(Bloomberg) — Genetic variations in the deadly bird flu virus circulating in China increase the potential for a pandemic strain to emerge, researchers in Shanghai said.
Three new variants of the avian influenza type-A H7N9 virus have been found this winter, spurred by transmission in poultry and the incorporation of genetic material from another strain called H9N2, scientists at the Shanghai Public Health Clinical Center and Institutes of Biomedical Sciences said. The new strains may be behind a surge of infections in Guangdong, the southern province bordering Hong Kong.
So far, 178 people are known to have been infected with H7N9 this year, 19 more than in 2013, according to a list of confirmed cases kept by Internet message board FluTrackers. Each case increases the risk of the virus becoming better suited to humans, rather than birds, giving it the ability to spread easily from person to person. Zhejiang and Guangdong provinces and the Shanghai metropolitan area have been the worst affected regions, the scientists wrote in a paper published in Eurosurveillance yesterday.
The rapidly increasing number of cases of A(H7N9) virus infection in these three regions may raise concerns as to whether there is an association between circulation of the new A(H7N9) reassortment strains identified and accelerated transmission of A(H7N9) virus in humans,” the scientists said. “It is of the utmost importance to monitor the risk of a potential pandemic initiated by various influenza virus strains.”
Even though H7N9 hasn’t mutated to become as contagious as seasonal flu, strains that emerge in China are of special interest to researchers.

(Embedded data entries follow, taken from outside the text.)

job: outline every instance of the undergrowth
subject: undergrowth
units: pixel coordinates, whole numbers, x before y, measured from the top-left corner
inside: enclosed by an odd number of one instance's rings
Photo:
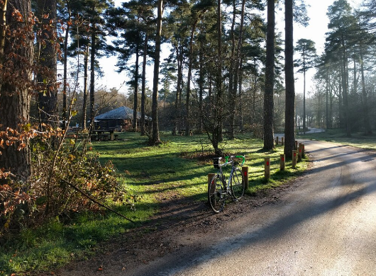
[[[0,275],[53,271],[73,259],[86,259],[99,251],[104,241],[148,222],[157,212],[161,200],[206,200],[207,175],[216,169],[212,163],[211,146],[205,135],[174,137],[162,132],[164,142],[155,146],[148,146],[147,137],[138,133],[121,133],[119,138],[118,141],[93,142],[89,146],[91,154],[101,166],[111,164],[108,167],[111,171],[107,173],[112,176],[111,179],[117,187],[124,189],[127,194],[123,201],[106,200],[104,197],[101,200],[136,224],[102,208],[95,212],[65,209],[42,226],[25,227],[19,234],[2,243]],[[306,159],[296,169],[292,169],[291,161],[287,161],[286,171],[280,171],[282,146],[262,152],[260,150],[262,141],[248,134],[234,140],[225,140],[221,146],[226,155],[245,155],[245,166],[249,171],[246,192],[249,195],[284,184],[307,166]],[[271,180],[267,181],[263,177],[265,157],[271,160]]]

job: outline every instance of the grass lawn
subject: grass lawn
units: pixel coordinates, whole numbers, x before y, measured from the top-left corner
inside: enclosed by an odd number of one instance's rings
[[[27,271],[53,271],[54,268],[72,259],[84,259],[96,251],[104,241],[148,222],[158,210],[163,198],[188,197],[192,201],[206,200],[207,174],[213,167],[212,147],[206,135],[174,137],[161,132],[163,143],[148,146],[146,137],[138,133],[121,133],[120,141],[94,142],[91,151],[98,152],[101,162],[111,161],[117,170],[119,183],[133,195],[134,206],[111,207],[136,222],[136,225],[107,212],[80,214],[65,223],[57,217],[37,229],[25,229],[0,248],[0,275]],[[286,171],[280,171],[281,146],[262,152],[261,140],[250,134],[239,135],[222,144],[226,154],[245,154],[248,166],[250,196],[259,190],[270,189],[305,171],[306,159],[296,169],[291,161]],[[264,158],[270,158],[271,180],[264,179]],[[208,212],[211,210],[208,207]]]
[[[325,132],[299,135],[297,138],[331,142],[353,146],[364,149],[376,150],[376,134],[365,135],[363,132],[351,134],[346,137],[343,130],[326,130]]]

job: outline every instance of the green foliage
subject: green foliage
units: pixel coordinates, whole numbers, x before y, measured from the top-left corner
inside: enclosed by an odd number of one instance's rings
[[[282,147],[278,146],[272,151],[261,152],[262,141],[250,139],[249,136],[241,134],[234,140],[225,140],[221,145],[226,155],[245,154],[245,166],[248,166],[250,176],[248,194],[284,183],[305,168],[305,163],[302,163],[296,170],[289,169],[291,166],[287,163],[287,171],[279,172],[279,156]],[[148,222],[157,212],[161,202],[182,199],[196,202],[206,200],[207,174],[215,172],[212,165],[214,154],[207,137],[176,137],[162,132],[161,138],[167,142],[157,146],[148,146],[148,138],[143,138],[138,133],[122,133],[119,137],[122,140],[95,142],[91,145],[92,154],[89,156],[92,157],[87,159],[92,159],[95,162],[85,163],[85,170],[88,170],[85,173],[91,177],[110,173],[115,169],[118,178],[118,185],[126,188],[128,202],[126,200],[123,202],[114,200],[106,202],[136,224],[114,214],[99,210],[67,212],[65,215],[51,217],[43,226],[26,228],[19,234],[2,242],[0,275],[27,271],[53,271],[73,259],[87,258],[99,250],[101,242]],[[66,159],[70,154],[69,151],[65,151],[66,157],[62,154],[59,158],[62,163],[67,164]],[[263,180],[265,156],[272,160],[272,180],[267,183]],[[78,157],[70,159],[77,160]],[[94,172],[102,168],[98,165],[98,161],[101,164],[111,161],[113,166],[103,169],[101,173]],[[90,166],[94,167],[89,168]],[[71,168],[74,166],[72,164]],[[68,171],[66,168],[58,175],[70,173]],[[110,183],[114,180],[112,178],[110,180]]]

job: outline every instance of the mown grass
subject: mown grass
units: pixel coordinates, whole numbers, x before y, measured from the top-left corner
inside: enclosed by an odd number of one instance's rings
[[[299,135],[298,138],[338,143],[360,149],[376,150],[376,134],[365,135],[364,132],[354,132],[348,137],[343,130],[326,130],[324,132]]]
[[[100,160],[111,161],[119,181],[134,195],[131,208],[112,205],[136,224],[116,214],[103,212],[81,214],[69,220],[56,217],[35,229],[25,229],[20,235],[2,244],[0,248],[0,275],[28,271],[52,271],[72,259],[84,259],[100,250],[101,243],[121,235],[148,222],[157,211],[160,200],[180,197],[192,201],[206,200],[207,174],[215,172],[211,146],[205,135],[173,137],[161,133],[163,143],[148,146],[147,139],[138,133],[122,133],[120,141],[94,142],[93,152]],[[226,154],[245,154],[249,168],[249,189],[253,195],[260,190],[270,189],[296,177],[304,171],[307,162],[280,171],[280,154],[283,148],[262,152],[262,141],[244,134],[223,144]],[[271,159],[271,180],[264,178],[264,158]],[[306,159],[305,159],[306,161]],[[208,212],[211,210],[208,209]]]

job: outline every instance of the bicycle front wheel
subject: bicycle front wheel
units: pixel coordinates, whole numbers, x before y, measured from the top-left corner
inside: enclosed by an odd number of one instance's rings
[[[240,200],[244,195],[245,185],[243,172],[236,168],[231,178],[231,193],[236,200]]]
[[[213,211],[219,213],[223,210],[226,202],[226,190],[223,185],[222,178],[216,175],[210,180],[208,188],[208,200]]]

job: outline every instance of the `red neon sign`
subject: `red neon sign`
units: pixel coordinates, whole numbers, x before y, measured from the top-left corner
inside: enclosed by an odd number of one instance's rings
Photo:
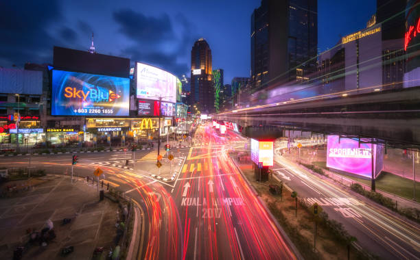
[[[410,25],[408,31],[406,32],[404,37],[404,51],[407,51],[407,47],[412,40],[412,37],[417,37],[417,34],[420,34],[420,18],[417,20],[417,25],[415,28],[413,25]]]
[[[0,133],[4,132],[5,129],[14,129],[16,128],[16,124],[5,125],[3,127],[0,127]]]

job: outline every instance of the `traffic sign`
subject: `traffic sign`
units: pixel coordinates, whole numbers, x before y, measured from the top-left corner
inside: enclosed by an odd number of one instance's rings
[[[318,216],[321,212],[323,212],[323,208],[318,205],[318,203],[315,203],[309,208],[310,212],[312,213],[314,216]]]
[[[99,177],[103,172],[104,171],[100,169],[99,168],[97,168],[96,170],[95,170],[95,171],[93,172],[93,174],[95,174],[95,176]]]

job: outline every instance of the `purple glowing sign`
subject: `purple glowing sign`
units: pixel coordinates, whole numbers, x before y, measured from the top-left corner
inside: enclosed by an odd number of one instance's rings
[[[328,135],[327,167],[371,179],[372,176],[372,144],[351,138]],[[375,178],[383,166],[382,146],[373,144]]]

The 1957-58 Asian Flu and 1968-69 Hong Kong Flu pandemics were first identified in the world’s most populous nation, and an earlier bird flu strain known as H5N1 is thought to have come from the southern province of Guangdong in 1996. Years later, a new seasonal flu was found in neighboring Fujian and triggered explosive epidemics worldwide.
H7N9 has infected about 350 people, killing more than 70, mostly in mainland China, according to FluTrackers.
The new reassortments generated by H7N9 and H9N2 strains may produce variants that are more adaptive and have an increased ability to cause disease in humans, according to the Eurosurveillance report.
“Our findings suggest there is a possible risk that a pandemic could develop,” the authors said.
So far, there is no evidence of sustained human-to-human transmission, the World Health Organization (WHO) in Geneva said in a Feb. 11 statement.
“Each new strain could be one that is better genetically equipped to transmit form person to person,” Ian Mackay, an associate professor of clinical virology at the University of Queensland in Brisbane, said in an e-mail today. “Without contemporary sequence analysis, such a strain could emerge from among the ‘noise’ of human infection by less efficient strains, to begin spreading rapidly and with pandemic potential.”
It’s impossible to predict whether such a virus with the ability to spread worldwide would remain so deadly, killing about one in five people known to have been sickened with it.
Yesterday’s research was based on a study of 72 genetic sequences of a flu gene called PB1 analyzed from samples collected in 11 Chinese provinces and cities since March 2013.